It’s spring break here at The House of Chaos, and I just have to laugh. But not a real laugh. A “please, for the love of all things, this winter has to end before my mind breaks” kind of laugh. Chicago has been “enjoying” a cold spring; yesterday it was finally sunny and <gasp> in the ’40s. I say this week has brought neither spring nor a break, and feel rather cheated on both fronts.
What this week has brought, however, is a renewed appreciation for my sons’ creativity. When the break began, we had to set down some ground rules. Our homeschooled son still had a class mid-week and work to do, his younger brother wasn’t likely to have many playdates because his friends were all on vacation, and I had to work every day. On top of all that, we put a strict limit on screen time. Because we’re mean parents, that’s why. Oh, and because too much of the glowing boxes turns my sweet children into mutant zombie hellhounds. None too pleasant, that.
The boys have stepped up. Books are being read, Snap Circuits are being built and rebuilt and hacked, and the creativity is out in full force. On Wednesday our oldest designed, built, and developed a Role Playing Game out of Legos.
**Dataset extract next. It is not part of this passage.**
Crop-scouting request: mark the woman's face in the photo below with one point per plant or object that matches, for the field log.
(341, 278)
It involved a D20 die, rolling to advance the story line, and a quest for budder (yes, butter, but with a D, and it’s supposed to be gold…or something). It was well thought out, detailed, and utterly fantastic. He’s writing everything down and keeping detailed notes on the game; turns out it can be used as part of the new Game Design merit badge with Boy Scouts.
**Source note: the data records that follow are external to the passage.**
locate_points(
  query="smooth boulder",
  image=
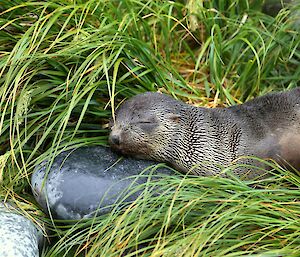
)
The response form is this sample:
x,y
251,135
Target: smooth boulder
x,y
19,237
89,181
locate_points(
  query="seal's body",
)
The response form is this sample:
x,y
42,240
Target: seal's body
x,y
158,127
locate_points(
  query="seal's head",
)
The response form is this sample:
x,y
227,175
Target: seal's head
x,y
144,126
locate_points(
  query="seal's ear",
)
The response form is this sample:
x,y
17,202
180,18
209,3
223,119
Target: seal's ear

I love how the creativity flows without the distraction of screens…or me. If I’m around, they’re suddenly bored. But if I’m unavailable, lo and behold they not only entertain themselves and each other but create for the joy of it. (And before someone starts railing at me for leaving them home alone, my husband works from home and they know better than to interrupt him for anything less than blood/bone/vomit/fire.) I think I need to get myself out of the equation a bit more in the future.
Because creativity is best developed when an antidote to boredom.